The defendant: Yes, sir.
The court: And I see the petition says zero to three years, which I believe your attorney forgot to write the zero out there, but he did tell you the maximum was thirty years; is that correct?
The defendant: Yes, sir.

¶ 10. Additionally, Ward acknowledged that he was on probation or parole at the time of his plea. His guilty-plea petition stated that by pleading guilty, his probation or parole may be revoked, resulting in a sentence of an additional fifteen years’ imprisonment that may be consecutive to or in addition to his sentence for sexual battery.

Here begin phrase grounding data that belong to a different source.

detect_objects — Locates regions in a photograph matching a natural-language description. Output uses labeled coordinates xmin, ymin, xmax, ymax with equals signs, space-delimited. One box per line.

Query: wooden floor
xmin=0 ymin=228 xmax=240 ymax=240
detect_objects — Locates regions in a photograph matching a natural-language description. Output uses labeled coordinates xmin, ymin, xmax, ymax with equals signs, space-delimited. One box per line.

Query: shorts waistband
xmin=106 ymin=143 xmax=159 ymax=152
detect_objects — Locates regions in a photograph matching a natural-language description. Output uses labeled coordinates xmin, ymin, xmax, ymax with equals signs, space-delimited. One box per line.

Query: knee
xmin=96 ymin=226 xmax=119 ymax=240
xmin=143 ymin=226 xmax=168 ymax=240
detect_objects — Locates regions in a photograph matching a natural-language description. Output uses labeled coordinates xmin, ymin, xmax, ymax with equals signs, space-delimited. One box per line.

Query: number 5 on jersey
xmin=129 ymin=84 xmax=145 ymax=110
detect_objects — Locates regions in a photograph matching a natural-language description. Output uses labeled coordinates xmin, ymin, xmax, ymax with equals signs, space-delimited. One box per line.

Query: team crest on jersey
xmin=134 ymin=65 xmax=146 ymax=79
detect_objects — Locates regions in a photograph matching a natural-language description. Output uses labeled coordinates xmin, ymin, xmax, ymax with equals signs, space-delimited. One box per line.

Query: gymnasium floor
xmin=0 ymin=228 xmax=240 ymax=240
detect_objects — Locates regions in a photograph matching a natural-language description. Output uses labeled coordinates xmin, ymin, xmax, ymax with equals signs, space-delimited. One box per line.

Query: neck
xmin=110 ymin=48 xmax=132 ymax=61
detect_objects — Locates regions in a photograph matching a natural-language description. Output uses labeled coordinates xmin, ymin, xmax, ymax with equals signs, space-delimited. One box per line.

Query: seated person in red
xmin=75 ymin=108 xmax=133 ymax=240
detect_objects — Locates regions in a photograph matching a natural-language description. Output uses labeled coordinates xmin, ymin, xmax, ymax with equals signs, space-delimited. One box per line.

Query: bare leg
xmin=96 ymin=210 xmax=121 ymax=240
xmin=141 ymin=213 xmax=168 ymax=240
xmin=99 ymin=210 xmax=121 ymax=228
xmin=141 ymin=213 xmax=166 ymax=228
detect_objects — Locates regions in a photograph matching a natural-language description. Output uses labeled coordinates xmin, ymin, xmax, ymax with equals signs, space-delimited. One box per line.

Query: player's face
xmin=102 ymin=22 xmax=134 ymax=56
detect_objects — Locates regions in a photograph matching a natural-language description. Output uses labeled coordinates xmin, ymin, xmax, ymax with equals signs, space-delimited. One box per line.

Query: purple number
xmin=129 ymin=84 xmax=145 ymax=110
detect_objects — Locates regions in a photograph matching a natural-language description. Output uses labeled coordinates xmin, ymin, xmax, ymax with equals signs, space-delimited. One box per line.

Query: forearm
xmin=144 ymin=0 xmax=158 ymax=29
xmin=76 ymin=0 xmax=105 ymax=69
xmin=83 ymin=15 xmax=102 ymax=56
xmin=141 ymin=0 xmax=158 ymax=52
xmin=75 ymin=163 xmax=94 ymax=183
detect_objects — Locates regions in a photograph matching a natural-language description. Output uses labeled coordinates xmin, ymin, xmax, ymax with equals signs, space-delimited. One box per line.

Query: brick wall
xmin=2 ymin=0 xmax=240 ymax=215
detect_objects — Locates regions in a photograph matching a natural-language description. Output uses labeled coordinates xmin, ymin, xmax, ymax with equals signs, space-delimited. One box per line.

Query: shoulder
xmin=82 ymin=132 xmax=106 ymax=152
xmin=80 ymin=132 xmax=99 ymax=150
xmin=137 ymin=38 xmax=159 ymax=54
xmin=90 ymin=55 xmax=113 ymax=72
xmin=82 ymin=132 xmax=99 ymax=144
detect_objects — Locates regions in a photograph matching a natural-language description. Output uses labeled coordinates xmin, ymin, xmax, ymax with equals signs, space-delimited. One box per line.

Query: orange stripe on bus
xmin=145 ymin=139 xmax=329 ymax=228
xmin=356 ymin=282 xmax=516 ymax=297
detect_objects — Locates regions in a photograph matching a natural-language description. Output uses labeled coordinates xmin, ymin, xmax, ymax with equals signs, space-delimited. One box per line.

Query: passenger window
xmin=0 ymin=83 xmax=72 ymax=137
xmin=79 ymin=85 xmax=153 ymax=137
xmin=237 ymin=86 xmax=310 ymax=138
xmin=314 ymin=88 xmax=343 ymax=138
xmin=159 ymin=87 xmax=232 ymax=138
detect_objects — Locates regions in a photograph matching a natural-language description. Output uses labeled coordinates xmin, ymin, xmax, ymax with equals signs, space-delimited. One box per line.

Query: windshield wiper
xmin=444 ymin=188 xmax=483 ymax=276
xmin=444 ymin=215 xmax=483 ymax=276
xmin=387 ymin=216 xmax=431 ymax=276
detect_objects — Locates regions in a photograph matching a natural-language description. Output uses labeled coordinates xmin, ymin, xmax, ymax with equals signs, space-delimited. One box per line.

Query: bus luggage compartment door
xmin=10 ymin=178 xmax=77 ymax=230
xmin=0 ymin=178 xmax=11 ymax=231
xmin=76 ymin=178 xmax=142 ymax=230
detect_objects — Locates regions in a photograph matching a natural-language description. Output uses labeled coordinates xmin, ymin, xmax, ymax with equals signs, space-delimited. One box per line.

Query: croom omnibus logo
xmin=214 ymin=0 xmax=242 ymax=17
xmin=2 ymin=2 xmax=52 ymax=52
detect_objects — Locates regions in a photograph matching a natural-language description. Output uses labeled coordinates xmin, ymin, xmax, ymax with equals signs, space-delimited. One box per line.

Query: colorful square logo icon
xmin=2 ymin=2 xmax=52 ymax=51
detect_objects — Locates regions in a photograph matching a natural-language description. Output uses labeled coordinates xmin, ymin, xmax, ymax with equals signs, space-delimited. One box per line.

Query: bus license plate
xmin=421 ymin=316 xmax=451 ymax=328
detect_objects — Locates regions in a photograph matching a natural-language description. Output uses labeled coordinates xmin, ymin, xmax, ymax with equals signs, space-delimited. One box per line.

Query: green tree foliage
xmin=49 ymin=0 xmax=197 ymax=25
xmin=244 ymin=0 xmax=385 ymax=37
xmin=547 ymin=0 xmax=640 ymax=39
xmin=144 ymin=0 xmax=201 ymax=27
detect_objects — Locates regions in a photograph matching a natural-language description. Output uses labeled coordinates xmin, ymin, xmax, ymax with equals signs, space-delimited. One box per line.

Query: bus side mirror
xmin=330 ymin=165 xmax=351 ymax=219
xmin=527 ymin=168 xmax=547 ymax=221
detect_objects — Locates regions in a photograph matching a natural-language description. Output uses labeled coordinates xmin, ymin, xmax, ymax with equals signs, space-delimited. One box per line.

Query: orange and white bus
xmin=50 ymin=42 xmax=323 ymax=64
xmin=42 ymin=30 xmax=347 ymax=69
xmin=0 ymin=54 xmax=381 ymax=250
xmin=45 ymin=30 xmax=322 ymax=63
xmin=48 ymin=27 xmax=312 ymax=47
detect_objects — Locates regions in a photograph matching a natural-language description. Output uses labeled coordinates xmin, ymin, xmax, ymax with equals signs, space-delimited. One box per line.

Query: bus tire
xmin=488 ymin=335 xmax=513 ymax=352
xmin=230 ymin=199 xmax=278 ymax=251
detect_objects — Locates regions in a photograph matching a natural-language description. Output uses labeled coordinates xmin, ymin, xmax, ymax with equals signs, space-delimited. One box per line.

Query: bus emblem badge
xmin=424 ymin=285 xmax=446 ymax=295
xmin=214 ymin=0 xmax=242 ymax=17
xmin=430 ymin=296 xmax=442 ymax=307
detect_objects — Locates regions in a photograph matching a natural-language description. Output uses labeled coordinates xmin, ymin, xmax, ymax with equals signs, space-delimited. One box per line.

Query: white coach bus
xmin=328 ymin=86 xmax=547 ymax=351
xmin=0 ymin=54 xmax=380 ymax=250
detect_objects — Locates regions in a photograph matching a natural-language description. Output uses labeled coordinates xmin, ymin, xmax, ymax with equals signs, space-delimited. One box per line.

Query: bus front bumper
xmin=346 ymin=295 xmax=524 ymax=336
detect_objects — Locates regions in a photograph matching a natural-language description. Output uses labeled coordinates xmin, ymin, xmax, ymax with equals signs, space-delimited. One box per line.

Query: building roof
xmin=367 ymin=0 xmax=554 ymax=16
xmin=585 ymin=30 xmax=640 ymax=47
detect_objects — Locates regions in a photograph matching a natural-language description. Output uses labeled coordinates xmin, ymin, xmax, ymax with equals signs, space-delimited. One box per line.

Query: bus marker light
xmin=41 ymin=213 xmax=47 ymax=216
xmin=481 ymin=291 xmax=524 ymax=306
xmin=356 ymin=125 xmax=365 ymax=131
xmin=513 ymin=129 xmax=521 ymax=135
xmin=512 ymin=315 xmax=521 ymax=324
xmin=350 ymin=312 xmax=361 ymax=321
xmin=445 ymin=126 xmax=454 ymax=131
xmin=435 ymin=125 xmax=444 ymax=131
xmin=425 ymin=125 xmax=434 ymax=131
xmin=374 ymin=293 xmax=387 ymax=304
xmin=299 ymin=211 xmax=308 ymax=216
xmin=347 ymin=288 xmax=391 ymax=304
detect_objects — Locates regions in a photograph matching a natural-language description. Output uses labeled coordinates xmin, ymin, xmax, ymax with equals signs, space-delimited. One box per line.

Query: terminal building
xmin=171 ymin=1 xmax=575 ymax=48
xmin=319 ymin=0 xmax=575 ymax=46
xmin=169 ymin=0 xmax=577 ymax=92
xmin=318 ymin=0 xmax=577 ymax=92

¶ 11. Accordingly, Ward was aware the prosecution would seek the sentence imposed. While the minimum and maximum sentences written on the guilty-plea petition may have been incorrect, the circuit court noted the typographical error, and Ward admitted he understood the possibility of receiving up to thirty years in prison. Moreover, he was aware that any sentence he received could be enhanced by up to fifteen years due to his status as a probationer or a parolee. As such, Ward had full knowledge that he could be sentenced to thirty years in the custody of the MDOC. He was also aware of the prosecution’s recommendation that he serve eighteen years of his sentence in prison and twelve years on PRS. Since Ward was fully informed of the potential sentence he faced by pleading guilty, this issue is without merit.

¶ 12. Finally, Ward bases his claim of ineffective assistance of counsel on his assertion that he was allowed to plead guilty unknowingly and involuntarily. Finding our holding regarding Ward’s guilty-plea claim to be dispositive of his ineffective assistance of counsel claim, all of Ward’s issues are meritless.

¶ 13. THE JUDGMENT OF THE GRENADA COUNTY CIRCUIT COURT DISMISSING THE MOTION FOR POST-CONVICTION RELIEF IS AFFIRMED. ALL COSTS OF THIS APPEAL ARE ASSESSED TO GRENADA COUNTY.

LEE, C.J., IRVING AND GRIFFIS, P.JJ., BARNES, CARLTON, MAXWELL AND FAIR, JJ., CONCUR. ROBERTS, J., CONCURS IN PART AND IN THE RESULT. JAMES, J„ NOT PARTICIPATING.